The 2014-2015 academic year began in Cameroon with thousands of students and teachers deserting schools in towns along the border with Nigeria's Borno state, which is home to the Boko Haram terrorist group.
With some schools either destroyed or occupied by the militants, Cameroon officials said they will relocate populations to more secure areas.
In Kolofata this week, 1,000 children were expected to start in government schools, but only a few students showed up.
Foncha Rene, 17, who was one of the few who arrived, said Boko Haram attacks in the area have scared his fellow students away.
"There is no way we can go to school. Some time ago the Boko Haram kidnapped some students in Nigeria and they have been attacking schools in the border zone of Cameroon," Foncha said.
School attacked
Foncha's school was attacked two weeks ago. Walls were knocked down in an armed confrontation between the Nigerian insurgents and Cameroon soldiers.
Boko Haram
Boko Haram
- Based in the northeastern city of Maiduguri
- Self-proclaimed leader is Abubakar Shekau
- Began in 2002 as a nonviolent Islamist splinter group
- Launched uprising in 2009
- Has killed tens of thousands since 2010
- Boko Haram translates to "Western education is sinful"
- Wants Nigeria to adopt strict Islamic law
English teacher Pamela Singeh, who works at the government school in Kolofata, spoke to VOA while taking refuge in a military camp.
"I cannot advise any child to go to school in the border zone because it is dangerous," Singeh said. "Look at some classrooms, they have been destroyed by Boko Haram. They even come here to pray, so I would not advise or allow any child to go to school in this area."

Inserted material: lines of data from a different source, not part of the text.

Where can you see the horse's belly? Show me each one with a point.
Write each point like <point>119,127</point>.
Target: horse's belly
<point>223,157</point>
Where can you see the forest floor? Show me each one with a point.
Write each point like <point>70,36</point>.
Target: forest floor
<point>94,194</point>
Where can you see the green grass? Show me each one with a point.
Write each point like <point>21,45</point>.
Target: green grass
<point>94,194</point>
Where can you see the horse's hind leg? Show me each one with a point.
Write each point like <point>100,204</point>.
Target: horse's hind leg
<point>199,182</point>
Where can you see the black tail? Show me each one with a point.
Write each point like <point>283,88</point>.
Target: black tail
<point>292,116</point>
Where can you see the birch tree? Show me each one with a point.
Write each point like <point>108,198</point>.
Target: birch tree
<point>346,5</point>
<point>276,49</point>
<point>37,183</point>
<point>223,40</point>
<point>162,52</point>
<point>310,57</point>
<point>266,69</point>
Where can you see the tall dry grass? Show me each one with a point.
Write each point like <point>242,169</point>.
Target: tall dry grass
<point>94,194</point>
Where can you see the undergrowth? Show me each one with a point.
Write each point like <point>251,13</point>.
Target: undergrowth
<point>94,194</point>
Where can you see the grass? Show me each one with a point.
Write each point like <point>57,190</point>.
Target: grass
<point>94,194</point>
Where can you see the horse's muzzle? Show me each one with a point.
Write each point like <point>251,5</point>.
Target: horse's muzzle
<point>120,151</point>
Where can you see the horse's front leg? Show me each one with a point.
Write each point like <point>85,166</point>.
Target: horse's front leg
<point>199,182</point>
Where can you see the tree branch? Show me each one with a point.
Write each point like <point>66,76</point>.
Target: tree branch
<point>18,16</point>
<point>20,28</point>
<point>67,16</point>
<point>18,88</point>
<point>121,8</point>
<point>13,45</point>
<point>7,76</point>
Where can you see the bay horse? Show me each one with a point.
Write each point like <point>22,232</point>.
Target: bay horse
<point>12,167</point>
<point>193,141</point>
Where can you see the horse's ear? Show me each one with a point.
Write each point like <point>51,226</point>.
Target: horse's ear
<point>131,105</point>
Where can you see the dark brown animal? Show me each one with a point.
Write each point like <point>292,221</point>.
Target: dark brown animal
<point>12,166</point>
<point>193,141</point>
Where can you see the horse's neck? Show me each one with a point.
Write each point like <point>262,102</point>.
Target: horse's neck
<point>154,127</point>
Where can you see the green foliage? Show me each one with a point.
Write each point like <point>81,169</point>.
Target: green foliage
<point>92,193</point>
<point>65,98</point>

In Mora, 100 of the 700 expected students showed up only to find more than 2,000 Nigerian refugees in their school building.
The area's senior administrative official, Babila Akao, said he has asked the Ministry of Education to postpone the beginning of the school year.
"So what we are expected to do is to make proposals to the ministers of basic and secondary education to postpone the date of the school year here. People are suffering; the situation is a bad situation," Akao said.
Kolofata and Mora are just two of the 25 localities on the border with Nigeria’s Borno state.
Students to be moved
Cameroon Secretary of State for Secondary Education Monouna Fotsou said the government plans to move students for security reasons.
"Where the situation is so bad, we will de-localize some schools," Fotsou said. "At that moment also we will bring the staff and the students to the new sites. The objective of this Boko Haram is to traumatize our citizens."
Boko Haram group has massacred, kidnapped and looted villages along Cameroon’s 2,000 kilometer border with Nigeria - with attacks becoming more frequent as the group has gained momentum in its fight for its own caliphate in northern Nigeria.
Military action by Cameroon and Nigeria armed forces has done little to stop the violence.